Janny Scott’s ‘A Singular Woman,’ a biography of Obama’s mother

Barack Obama first made national news when, in 1990, he was elected the first black president of the Harvard Law Review. He was 28, and lengthy feature articles offered the initial draft of the personal history Americans would come to know well: His life as “a street kid” in Indonesia exposed him to the cruel gap between rich and poor; his correspondence in high school with his economist father in Kenya awakened him to a proud African heritage that “was to be a major influence on his life, ideals and priorities.”

The articles did not name his mother. She was but a passing reference, “a white American from Wichita, Kan.,” and an “anthropologist now doing fieldwork in Indonesia.” Stanley Ann Dunham was thrilled with her son’s accomplishment — and crushed by the omissions. “I was mentioned in one sentence,” she told a friend in Jakarta.

(Ann Gerhart) - "A Singular Woman: The Untold Story of Barack Obama's Mother" by Janny Scott (Riverhead. 376 pp. $26.95)

Yet the key to understanding the disciplined and often impassive 44th president is his mother, as Janny Scott, a reporter for the New York Times, decisively demonstrates in her new biography, “A Singular Woman.”

The solicitousness that can anger liberals, the deliberativeness that can infuriate conservatives, the unusual belief in both empirical research and human goodness, the wicked cutting humor — all of it comes from a woman who broke gender conventions by happenstance rather than design.

A bookish outsider and only child, she was plunked down in Hawaii the year after it became a state by her restless father and her resolute mother. In her first months as a college freshman, at 17 years old, she got pregnant by her first boyfriend, an older student from Kenya named Barack Hussein Obama, who married her but left her when the baby was 11 months old. Twice, she married men from different cultures and races, then divorced them. With the help of her parents, she raised two biracial children as a single mother on the Pacific islands of two nations, got degrees in math and anthropology, spent years in peasant villages studying Javanese cottage industries, and pieced together grants and development work to make money and provide for her children’s education. Colleagues credit her with helping pioneer microcredit as a tool for lifting women out of poverty.

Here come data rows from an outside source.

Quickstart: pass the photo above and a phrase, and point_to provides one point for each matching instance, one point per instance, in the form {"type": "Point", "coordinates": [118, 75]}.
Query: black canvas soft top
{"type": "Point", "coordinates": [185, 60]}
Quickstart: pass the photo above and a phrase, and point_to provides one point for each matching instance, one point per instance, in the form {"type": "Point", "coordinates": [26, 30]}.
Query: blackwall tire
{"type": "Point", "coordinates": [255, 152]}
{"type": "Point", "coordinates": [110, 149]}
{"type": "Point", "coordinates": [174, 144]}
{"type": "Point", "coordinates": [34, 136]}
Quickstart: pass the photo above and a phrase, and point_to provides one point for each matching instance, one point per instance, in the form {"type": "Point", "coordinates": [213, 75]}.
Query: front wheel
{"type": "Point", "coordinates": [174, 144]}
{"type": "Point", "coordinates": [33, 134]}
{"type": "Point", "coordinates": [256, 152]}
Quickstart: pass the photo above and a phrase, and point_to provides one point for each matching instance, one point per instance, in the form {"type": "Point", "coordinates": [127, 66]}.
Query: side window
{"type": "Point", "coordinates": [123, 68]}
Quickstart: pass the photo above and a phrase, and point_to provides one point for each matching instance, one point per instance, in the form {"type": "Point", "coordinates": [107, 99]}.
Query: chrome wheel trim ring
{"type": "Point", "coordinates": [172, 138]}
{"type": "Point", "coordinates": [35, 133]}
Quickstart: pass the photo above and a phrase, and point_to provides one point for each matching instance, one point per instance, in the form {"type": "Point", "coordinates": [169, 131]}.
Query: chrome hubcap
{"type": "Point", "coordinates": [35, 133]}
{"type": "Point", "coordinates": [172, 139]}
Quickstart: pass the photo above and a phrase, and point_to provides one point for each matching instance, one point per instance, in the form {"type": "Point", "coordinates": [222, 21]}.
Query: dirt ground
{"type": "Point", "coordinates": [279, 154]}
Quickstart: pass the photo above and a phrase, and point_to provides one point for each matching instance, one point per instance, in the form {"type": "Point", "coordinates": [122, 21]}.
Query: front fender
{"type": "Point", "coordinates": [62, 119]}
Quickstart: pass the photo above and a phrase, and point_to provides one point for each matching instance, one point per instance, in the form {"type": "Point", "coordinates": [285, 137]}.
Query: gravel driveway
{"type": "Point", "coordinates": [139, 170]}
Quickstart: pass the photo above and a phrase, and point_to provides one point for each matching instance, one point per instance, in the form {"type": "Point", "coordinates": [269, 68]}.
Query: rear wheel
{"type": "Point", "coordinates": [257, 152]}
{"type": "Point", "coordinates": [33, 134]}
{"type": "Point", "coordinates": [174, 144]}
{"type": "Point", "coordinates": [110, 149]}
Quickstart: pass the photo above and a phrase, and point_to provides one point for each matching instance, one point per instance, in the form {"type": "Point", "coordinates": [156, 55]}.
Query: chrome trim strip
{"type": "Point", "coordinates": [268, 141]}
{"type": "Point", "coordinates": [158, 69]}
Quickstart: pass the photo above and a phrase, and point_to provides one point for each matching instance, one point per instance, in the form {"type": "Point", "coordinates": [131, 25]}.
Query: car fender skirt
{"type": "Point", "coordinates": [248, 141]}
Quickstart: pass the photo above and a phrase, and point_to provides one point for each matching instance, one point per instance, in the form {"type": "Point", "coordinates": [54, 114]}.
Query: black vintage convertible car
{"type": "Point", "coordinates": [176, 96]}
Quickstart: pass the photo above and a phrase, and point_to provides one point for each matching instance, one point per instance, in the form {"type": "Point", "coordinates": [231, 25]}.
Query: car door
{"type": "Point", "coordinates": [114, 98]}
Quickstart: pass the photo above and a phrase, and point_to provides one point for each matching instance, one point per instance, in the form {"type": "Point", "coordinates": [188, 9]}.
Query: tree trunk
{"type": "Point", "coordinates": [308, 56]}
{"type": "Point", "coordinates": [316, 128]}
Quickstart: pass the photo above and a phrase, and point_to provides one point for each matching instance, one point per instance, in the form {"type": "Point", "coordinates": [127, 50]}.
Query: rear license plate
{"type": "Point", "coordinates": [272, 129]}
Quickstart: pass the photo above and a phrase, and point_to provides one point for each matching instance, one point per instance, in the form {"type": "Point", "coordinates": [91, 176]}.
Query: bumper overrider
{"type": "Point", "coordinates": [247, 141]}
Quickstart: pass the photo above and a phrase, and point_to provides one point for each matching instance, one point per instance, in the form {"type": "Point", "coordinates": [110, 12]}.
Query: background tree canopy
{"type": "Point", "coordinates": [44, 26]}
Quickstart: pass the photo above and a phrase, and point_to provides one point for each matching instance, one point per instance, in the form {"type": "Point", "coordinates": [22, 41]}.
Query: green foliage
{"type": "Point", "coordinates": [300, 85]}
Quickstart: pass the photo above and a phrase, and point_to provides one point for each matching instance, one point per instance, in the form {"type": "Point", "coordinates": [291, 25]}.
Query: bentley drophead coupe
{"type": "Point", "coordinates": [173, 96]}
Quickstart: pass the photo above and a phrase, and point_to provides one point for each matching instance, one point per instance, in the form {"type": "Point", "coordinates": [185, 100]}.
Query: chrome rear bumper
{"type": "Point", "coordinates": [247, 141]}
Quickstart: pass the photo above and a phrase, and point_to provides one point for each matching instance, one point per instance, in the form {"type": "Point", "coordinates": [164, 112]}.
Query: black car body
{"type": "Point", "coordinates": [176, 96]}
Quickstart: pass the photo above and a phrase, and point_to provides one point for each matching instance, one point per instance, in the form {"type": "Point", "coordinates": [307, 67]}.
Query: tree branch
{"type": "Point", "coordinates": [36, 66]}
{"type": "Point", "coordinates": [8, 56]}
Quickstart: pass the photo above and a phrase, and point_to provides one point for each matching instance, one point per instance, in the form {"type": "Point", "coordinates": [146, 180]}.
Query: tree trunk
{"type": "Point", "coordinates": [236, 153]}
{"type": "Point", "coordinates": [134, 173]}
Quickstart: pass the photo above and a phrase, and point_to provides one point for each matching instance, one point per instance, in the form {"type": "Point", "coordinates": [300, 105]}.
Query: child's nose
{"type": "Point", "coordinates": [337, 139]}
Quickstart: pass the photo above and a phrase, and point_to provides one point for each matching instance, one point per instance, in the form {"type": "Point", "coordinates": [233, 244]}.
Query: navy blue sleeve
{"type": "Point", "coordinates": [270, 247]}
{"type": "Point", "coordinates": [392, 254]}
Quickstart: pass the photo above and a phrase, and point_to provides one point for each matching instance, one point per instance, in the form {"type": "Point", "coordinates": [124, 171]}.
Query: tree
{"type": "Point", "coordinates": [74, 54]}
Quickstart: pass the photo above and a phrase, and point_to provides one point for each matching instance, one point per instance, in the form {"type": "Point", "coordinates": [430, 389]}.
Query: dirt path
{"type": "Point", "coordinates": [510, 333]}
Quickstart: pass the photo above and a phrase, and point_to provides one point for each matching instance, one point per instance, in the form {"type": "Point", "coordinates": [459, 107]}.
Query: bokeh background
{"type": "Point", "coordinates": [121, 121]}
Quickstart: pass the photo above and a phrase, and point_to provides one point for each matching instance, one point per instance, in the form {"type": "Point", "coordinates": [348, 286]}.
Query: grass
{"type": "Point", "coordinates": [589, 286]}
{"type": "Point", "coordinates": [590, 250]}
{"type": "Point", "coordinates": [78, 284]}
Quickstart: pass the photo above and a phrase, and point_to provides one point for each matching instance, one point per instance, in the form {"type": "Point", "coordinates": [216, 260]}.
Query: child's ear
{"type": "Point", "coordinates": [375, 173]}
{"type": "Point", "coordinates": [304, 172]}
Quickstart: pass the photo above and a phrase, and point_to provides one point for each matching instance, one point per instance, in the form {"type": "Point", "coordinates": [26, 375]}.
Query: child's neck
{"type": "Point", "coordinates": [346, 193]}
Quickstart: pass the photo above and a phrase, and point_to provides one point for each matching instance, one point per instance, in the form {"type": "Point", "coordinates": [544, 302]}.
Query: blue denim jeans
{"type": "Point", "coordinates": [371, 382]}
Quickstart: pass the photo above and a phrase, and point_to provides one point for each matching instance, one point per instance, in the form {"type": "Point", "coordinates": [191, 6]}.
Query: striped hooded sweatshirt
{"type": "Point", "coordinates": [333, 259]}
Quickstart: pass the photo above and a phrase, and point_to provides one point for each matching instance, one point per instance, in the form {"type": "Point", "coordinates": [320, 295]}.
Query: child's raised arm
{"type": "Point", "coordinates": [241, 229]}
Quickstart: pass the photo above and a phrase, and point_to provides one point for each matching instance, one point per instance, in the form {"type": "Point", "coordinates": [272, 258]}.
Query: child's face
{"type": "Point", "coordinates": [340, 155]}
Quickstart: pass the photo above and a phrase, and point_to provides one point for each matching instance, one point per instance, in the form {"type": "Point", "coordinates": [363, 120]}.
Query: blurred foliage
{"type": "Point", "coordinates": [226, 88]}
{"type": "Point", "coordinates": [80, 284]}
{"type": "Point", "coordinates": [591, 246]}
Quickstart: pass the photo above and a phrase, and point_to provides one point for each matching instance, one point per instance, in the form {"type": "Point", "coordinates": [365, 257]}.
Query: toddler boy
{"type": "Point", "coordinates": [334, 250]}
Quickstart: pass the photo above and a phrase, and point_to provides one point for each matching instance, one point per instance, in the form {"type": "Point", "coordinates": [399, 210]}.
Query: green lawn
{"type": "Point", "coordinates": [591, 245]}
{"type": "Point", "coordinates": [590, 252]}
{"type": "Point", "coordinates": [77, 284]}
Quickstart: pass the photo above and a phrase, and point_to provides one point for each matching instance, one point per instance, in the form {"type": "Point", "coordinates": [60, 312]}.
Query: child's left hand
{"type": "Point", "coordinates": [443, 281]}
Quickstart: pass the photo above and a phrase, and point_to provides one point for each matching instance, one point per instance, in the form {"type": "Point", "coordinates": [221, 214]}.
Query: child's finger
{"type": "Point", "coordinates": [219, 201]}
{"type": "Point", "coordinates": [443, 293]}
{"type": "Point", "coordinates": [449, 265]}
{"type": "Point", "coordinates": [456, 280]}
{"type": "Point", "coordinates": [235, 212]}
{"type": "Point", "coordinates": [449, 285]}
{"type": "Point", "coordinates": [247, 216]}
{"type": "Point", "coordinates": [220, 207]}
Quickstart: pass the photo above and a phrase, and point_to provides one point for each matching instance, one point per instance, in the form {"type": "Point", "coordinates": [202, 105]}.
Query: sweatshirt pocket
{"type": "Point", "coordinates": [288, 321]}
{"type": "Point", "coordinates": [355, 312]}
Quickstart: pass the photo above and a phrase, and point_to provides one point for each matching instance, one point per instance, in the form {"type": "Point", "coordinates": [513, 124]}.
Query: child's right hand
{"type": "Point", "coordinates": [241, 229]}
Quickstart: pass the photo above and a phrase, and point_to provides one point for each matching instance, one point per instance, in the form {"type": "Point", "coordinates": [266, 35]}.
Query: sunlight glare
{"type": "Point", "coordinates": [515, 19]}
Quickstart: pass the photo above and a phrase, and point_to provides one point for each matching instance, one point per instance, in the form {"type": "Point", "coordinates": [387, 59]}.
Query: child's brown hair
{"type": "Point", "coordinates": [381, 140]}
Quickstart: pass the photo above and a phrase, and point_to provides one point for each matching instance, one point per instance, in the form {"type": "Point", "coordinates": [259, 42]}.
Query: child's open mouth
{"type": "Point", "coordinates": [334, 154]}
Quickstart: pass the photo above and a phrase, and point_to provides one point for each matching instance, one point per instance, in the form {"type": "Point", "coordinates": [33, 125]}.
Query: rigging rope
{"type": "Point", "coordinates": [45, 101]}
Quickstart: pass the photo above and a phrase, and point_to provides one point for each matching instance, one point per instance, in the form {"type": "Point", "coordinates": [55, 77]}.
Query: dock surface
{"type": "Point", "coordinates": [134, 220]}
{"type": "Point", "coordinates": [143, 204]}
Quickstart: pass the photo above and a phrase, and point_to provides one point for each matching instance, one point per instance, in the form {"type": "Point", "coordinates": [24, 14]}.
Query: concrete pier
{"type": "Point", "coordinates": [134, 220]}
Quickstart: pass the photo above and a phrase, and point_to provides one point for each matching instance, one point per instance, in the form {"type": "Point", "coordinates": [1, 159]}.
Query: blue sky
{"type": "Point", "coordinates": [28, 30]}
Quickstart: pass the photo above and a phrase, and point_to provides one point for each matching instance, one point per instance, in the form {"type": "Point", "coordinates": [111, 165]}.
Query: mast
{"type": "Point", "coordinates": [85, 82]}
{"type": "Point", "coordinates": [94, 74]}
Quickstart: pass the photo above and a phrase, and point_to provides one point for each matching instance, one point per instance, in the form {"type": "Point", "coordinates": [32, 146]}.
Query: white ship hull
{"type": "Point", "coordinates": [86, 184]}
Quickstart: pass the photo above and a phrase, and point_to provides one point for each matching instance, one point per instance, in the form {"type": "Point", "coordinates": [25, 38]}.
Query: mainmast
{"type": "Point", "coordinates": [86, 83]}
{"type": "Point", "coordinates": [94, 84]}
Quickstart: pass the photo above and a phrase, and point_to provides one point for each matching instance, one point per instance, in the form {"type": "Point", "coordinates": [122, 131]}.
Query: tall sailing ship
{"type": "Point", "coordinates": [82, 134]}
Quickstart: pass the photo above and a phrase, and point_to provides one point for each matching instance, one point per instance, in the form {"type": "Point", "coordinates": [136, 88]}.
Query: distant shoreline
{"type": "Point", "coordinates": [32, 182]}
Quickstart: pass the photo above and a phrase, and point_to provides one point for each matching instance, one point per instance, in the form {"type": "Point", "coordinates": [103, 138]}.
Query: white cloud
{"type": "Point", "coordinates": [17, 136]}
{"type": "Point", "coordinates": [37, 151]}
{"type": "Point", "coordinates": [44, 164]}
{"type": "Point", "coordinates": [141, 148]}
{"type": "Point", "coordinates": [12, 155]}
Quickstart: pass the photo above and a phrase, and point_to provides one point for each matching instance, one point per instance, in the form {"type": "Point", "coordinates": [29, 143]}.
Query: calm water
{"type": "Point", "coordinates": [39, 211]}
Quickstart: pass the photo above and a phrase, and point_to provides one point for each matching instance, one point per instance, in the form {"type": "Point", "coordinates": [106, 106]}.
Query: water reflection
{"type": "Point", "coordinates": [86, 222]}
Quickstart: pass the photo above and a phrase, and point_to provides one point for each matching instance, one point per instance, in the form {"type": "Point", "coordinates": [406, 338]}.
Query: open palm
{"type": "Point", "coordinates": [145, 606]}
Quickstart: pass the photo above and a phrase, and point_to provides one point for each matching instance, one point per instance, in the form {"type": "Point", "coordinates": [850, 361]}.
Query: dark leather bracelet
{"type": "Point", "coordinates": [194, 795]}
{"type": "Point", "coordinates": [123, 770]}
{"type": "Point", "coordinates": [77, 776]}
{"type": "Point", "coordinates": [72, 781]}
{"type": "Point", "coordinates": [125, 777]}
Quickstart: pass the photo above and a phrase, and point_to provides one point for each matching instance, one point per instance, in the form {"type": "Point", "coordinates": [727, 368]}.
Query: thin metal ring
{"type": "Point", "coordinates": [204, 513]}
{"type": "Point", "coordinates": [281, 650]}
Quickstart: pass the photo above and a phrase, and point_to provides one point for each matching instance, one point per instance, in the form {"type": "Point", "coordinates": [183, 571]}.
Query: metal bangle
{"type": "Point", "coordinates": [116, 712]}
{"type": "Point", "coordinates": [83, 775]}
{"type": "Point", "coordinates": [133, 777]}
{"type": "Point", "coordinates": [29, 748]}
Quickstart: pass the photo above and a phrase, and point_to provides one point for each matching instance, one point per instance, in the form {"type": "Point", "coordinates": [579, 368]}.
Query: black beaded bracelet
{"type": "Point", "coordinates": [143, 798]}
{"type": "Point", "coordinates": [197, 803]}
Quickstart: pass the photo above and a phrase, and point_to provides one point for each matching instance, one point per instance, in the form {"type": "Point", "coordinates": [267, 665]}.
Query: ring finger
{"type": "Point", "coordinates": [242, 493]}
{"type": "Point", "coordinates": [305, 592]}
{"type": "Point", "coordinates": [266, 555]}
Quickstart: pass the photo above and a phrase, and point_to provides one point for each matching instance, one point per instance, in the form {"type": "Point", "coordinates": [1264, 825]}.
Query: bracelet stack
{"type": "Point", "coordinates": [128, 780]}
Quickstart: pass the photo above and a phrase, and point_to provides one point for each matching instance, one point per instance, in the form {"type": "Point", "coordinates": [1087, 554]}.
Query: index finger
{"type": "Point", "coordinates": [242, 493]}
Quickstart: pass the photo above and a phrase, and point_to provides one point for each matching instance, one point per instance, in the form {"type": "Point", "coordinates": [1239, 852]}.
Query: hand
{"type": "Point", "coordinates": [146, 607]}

As a journalist who has explored how women compose an authentic life for themselves as the partners and confidants of powerful male politicians, I have often been irritated by Obama’s reductive descriptions of his mother, who died in 1995 in Honolulu as he began his run for state Senate in Chicago. “She was just the sweetest woman that I knew and really a wonderful spirit,” he told Larry King in 2006.

Scott pointedly notes: “The president’s mother has served as any of a number of useful oversimplifications. In the capsule version of Obama’s life story, she is the white woman from Kansas coupled alliteratively with the black father from Kenya. She is corn-fed, white-bread, whatever Kenya is not. In ‘Dreams from My Father,’ the memoir that helped power Obama’s ascent, she is the shy, small-town girl who falls head over heels for the brilliant, charismatic African who steals the show. In the next chapter, she is the naive idealist, the innocent abroad. In Obama’s presidential campaign, she was the struggling single mother, the food stamp recipient, the victim of a health-care system gone awry, pleading with her insurance company for coverage as her life slipped away.”